A shortage of healthy people might also affect the overall amount of premiums received by the insurance company.

As a result, the insurance company is forced to raise health insurance prices to make up the shortfall.

However, because of rising health-care expenses, more healthy people may quit their policies.

Main Differences Between Anti-Selection and Adverse Selection

  1. Anti-selection is the change in behavior of a consumer after purchasing a deal. The consumer feels that the current plan he acquires is not sufficient or his needs as a result decides to opt out.
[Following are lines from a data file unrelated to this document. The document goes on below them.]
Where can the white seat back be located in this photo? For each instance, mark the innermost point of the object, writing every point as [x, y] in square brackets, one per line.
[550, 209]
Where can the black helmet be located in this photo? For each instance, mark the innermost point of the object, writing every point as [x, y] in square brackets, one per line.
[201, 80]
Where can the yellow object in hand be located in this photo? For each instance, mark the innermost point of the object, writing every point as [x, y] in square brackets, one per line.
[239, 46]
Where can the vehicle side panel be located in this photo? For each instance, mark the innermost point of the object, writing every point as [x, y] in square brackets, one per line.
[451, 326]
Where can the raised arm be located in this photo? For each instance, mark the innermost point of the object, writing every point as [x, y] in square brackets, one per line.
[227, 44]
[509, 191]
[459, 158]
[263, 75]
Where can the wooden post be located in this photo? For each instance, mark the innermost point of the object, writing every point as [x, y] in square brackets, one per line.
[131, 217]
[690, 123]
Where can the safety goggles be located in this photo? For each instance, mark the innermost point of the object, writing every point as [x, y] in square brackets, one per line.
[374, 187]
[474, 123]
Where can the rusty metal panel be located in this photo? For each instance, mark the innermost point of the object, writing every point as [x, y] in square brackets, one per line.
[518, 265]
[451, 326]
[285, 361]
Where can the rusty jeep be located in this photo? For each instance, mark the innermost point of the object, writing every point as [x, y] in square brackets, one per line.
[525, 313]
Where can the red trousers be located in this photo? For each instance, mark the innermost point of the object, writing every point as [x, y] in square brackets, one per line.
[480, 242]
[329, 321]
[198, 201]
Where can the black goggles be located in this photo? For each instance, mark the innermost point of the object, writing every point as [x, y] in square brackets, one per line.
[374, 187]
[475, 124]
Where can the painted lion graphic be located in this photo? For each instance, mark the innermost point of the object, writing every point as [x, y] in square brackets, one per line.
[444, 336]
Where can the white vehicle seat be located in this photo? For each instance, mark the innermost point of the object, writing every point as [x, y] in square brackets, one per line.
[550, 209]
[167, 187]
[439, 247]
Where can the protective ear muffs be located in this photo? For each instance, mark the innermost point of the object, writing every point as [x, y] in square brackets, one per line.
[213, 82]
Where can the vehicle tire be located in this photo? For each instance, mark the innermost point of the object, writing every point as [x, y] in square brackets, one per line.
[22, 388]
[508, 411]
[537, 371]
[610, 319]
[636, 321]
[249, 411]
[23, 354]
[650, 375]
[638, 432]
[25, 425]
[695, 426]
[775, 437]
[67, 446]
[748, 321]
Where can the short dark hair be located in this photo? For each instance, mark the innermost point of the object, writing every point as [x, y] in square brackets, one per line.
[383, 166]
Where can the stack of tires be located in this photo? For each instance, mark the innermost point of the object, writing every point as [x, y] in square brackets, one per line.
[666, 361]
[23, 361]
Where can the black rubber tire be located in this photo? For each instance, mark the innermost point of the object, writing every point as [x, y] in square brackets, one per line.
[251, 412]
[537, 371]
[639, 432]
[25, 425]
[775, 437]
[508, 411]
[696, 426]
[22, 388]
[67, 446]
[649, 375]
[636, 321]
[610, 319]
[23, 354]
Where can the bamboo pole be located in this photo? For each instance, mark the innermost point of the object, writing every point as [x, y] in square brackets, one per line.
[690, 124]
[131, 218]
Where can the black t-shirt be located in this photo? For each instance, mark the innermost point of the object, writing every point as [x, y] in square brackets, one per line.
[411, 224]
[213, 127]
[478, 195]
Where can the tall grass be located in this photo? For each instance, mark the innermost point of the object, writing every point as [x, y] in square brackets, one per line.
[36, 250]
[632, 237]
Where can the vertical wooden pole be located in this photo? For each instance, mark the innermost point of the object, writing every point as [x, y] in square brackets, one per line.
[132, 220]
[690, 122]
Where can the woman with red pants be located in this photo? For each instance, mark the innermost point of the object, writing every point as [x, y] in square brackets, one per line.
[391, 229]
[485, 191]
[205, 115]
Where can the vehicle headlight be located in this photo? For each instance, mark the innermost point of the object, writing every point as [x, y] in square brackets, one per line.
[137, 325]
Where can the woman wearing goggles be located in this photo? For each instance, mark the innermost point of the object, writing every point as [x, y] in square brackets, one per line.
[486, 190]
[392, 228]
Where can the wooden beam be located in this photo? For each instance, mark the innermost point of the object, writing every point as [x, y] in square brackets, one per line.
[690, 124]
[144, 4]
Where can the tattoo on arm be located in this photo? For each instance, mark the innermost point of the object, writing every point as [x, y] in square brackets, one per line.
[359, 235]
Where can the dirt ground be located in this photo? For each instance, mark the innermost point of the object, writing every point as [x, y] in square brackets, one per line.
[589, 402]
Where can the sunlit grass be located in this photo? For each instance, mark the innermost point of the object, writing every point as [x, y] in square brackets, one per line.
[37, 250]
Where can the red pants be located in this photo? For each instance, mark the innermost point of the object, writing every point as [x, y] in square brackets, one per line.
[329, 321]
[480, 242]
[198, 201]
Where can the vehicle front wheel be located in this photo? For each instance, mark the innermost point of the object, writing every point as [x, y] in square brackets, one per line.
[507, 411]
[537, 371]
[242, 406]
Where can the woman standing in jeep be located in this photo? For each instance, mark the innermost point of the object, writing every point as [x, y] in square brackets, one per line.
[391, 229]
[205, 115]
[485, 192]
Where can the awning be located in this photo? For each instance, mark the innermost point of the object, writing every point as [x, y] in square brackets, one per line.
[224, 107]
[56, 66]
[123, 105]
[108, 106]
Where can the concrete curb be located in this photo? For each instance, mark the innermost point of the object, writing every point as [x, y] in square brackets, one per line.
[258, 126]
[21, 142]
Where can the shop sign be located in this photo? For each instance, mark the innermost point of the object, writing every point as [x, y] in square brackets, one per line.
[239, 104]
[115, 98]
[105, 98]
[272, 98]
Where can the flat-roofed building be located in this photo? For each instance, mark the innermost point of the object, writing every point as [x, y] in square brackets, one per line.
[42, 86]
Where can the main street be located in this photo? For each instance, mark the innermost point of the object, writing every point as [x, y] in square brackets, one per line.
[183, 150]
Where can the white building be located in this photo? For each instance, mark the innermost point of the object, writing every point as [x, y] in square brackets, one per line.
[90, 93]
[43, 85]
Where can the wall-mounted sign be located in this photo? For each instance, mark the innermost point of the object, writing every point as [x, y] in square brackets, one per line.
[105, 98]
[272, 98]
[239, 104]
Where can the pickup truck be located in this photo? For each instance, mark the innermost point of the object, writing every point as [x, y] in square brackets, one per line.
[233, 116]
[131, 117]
While the adverse selection is the asymmetry of information on either side of the deal between two parties
  2. In some cases of anti-selection the parties might face consequences for terminating the contract however that is not the case in adverse selection
  3. Adverse selection is the cause while anti-selection is often the result of adverse selection.


Anti-selection is when a party withdraws from a contract because they believe that the package they have subscribed to is not beneficial enough for them or putting them at loss.

They believe their requirement or condition is way more demanding than what the seller or company is offering them hence they decide to opt-out of the pre-existing contract.

Adverse selection is when there is an asymmetry of information between a consumer and a service provider.

It occurs when sellers have information that consumers do not have and they decide to use that information for their benefit.

Or when the consumer holds some information that could benefit them hence putting the other party at loss such as in the case of insurance holders who do not reveal full information about their health to the company. There is information asymmetry between the two parties in both anti-selection and adverse selection. The key distinction is when it happens. In an anti-selection scenario, one party’s attitude changes after the agreement are reached. However, there is a lack of symmetric knowledge before the contract or agreement in adverse selection.